AI agents are learning to buy things. They just don't know who they're buying for.
That's the problem Publicis Groupe CEO Arthur Sadoun is trying to solve with an approximately $2.3 billion all-cash acquisition of LiveRamp, a data platform that connects consumer identities across 25,000+ publisher domains and 550+ platform and technology partners. LiveRamp is designed to stitch together activity across devices and channels — such as mobile browsing, ad interactions, and in-store transactions — to resolve them to a single person-based identity. That kind of identity stitching has always mattered for ad targeting and matters significantly more when the thing doing the targeting is an AI agent that's also completing the purchase.
LiveRamp generated about $681 million in revenue last fiscal year, primarily from subscription-based services, with roughly 1,390 employees. CEO Scott Howe will stay on and report directly to Sadoun.
Howe has been making the case that this kind of data plumbing is what AI agents will actually run on. "You're collecting the signals that are the fuel for any future outcome-based agentic marketing models," he said in a recent video. He also argued that no company has a complete picture of consumer behavior across every channel, which is the whole reason an independent identity layer exists in the first place.
The deal lands at a moment when agentic commerce, meaning AI agents that don't just recommend products but actually buy them on your behalf, is moving from concept to reality:
- Visa completed hundreds of secure agent-initiated transactions with partners last year and found that nearly half of U.S. shoppers already use AI tools for at least one shopping task.
- OpenAI launched instant checkout in ChatGPT so users can complete purchases without leaving the conversation.
- Experian built Agent Trust, a verification system specifically designed for AI-driven purchases. "Agentic commerce will not scale without trust," Kathleen Peters, Experian's Chief Innovation Officer, said. "What's required is verifying the agent, the human behind it, and their intent to purchase."
Publicis is not the only ad giant that sees this coming. Omnicom just rebuilt its Omni platform into what it calls an AI-native marketing intelligence system.
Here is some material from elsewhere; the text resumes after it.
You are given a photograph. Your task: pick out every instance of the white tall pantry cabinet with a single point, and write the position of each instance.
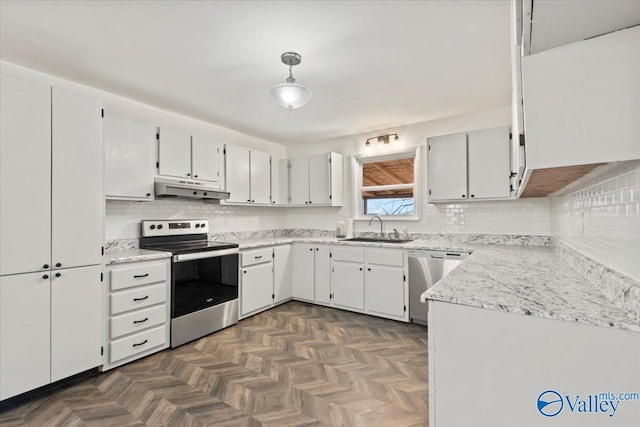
(51, 210)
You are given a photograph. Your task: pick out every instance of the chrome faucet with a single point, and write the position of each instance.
(379, 219)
GroupM, WPP's media investment group, launched an AI-powered operating system called "Open Intelligence." Three of the largest ad holding companies are making the same bet at roughly the same time, that whoever controls the data infrastructure AI agents depend on will control the next era of advertising. The difference is Publicis wrote an approximately $2.3 billion check to own the infrastructure outright rather than build it from scratch.
That check comes with a real tension though. LiveRamp was valuable in large part because it was seen as neutral. Brands, publishers, and rival agencies all used it because no single holding company owned it. Now Publicis does. The deal announcement promised LiveRamp will "remain interoperable" and that no customer will be restricted from using its services. Industry observers expect that rivals like Omnicom may reconsider their use of LiveRamp. And Mathieu Roche, CEO of identity provider ID5, has publicly raised concerns about the contradiction, arguing that Publicis touting this as a competitive advantage while also promising neutrality is difficult to reconcile.
On the strength of this deal, Publicis raised its 2027 and 2028 net revenue growth forecast to 7% to 8%, up from 6% to 7%. Sadoun is betting that owning the identity layer is worth whatever network effects it loses by no longer being independent. Whether he's right depends on how fast agentic commerce actually scales, and whether the agents that show up will need a third-party identity graph at all when Google and Amazon already have extensive first-party data on hundreds of millions of users.

The advertising industry spent the last decade fighting about cookies and consent banners. Now it's facing a much bigger question, which is what happens when the thing making purchase decisions is software. Publicis is betting roughly $2.3 billion that identity resolution becomes the most valuable layer in that world, and every major holding company seems to agree with the thesis even if they hate the approach. The real competition isn't Publicis versus Omnicom though. It's all of them versus the platforms that already know who you are without needing a third-party graph to figure it out.